En 2015, López recibió una condena de 13 años al ser declarado culpable de los delitos de instigación pública, asociación para delinquir, y ocasionar daños durante la ola insurreccional denominada La Salida, que dejó un saldo de 43 víctimas fatales y cientos de heridos.
Favorecido por una medida sustitutiva de privación de libertad, el cabecilla opositor violó el régimen de prisión domiciliaria el 30 de abril de 2019, durante el intento de golpe de Estado protagonizado por este junto al autoproclamado presidente encargado Juan Guaidó y un reducido grupo de militares desertores.

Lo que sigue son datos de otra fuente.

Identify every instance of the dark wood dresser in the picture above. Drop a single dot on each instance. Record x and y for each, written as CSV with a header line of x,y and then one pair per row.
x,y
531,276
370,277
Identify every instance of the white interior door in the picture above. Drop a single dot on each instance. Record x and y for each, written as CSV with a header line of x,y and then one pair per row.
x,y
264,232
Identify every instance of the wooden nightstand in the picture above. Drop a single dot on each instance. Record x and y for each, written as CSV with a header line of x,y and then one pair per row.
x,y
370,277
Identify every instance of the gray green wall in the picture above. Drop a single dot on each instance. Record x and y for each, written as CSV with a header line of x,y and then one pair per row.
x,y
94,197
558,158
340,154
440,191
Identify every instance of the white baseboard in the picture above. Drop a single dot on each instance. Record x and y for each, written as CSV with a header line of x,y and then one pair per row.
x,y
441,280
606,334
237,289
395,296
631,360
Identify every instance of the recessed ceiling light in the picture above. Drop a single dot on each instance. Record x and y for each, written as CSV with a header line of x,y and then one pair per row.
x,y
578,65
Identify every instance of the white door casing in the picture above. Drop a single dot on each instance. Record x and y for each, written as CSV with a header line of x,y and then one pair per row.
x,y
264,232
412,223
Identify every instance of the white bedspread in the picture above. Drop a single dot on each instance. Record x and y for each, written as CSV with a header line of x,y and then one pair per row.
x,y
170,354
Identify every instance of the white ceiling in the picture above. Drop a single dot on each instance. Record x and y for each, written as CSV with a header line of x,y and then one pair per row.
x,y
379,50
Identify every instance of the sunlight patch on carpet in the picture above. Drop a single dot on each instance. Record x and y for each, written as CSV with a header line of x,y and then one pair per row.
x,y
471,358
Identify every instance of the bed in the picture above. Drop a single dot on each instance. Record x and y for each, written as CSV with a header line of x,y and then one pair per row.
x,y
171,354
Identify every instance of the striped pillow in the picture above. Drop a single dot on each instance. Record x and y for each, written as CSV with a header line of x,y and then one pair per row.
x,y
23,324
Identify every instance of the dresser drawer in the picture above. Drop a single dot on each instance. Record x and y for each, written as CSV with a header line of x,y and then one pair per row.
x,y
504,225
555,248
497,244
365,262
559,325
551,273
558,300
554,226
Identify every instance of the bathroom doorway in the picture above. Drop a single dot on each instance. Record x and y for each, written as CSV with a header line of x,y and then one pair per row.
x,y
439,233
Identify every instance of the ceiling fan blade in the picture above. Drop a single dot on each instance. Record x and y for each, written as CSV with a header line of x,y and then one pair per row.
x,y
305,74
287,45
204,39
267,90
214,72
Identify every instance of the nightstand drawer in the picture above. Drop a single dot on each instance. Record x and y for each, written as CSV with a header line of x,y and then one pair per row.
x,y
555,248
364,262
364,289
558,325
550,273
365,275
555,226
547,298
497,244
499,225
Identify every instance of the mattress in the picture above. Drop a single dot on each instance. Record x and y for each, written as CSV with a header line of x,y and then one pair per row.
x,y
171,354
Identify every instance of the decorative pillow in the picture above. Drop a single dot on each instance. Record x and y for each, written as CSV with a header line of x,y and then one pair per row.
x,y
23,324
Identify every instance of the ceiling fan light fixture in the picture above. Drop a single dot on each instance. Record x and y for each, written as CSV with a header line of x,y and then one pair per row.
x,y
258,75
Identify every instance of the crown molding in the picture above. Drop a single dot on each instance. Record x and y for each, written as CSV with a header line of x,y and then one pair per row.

Tras el fracaso de la intentona golpista, Leopoldo López ingresó en condición de huésped a la residencia del embajador de España en Caracas, desde la cual continuó al frente de la coordinación de planes violentos, como la frustrada incursión terrorista del 3 de mayo último, denominada Operación Gedeón.
Maduro recordó las acciones injerencistas y las constantes violaciones de las disposiciones en materia diplomática por parte del embajador Silva, a quien acusó de despreciar los ‘valores patrióticos y republicanos de Venezuela’.
Asimismo, calificó la fuga de Leopoldo López como una derrota de los factores de la oposición partidarios de las vías del golpismo, la violencia y el terrorismo para concretar su agenda política.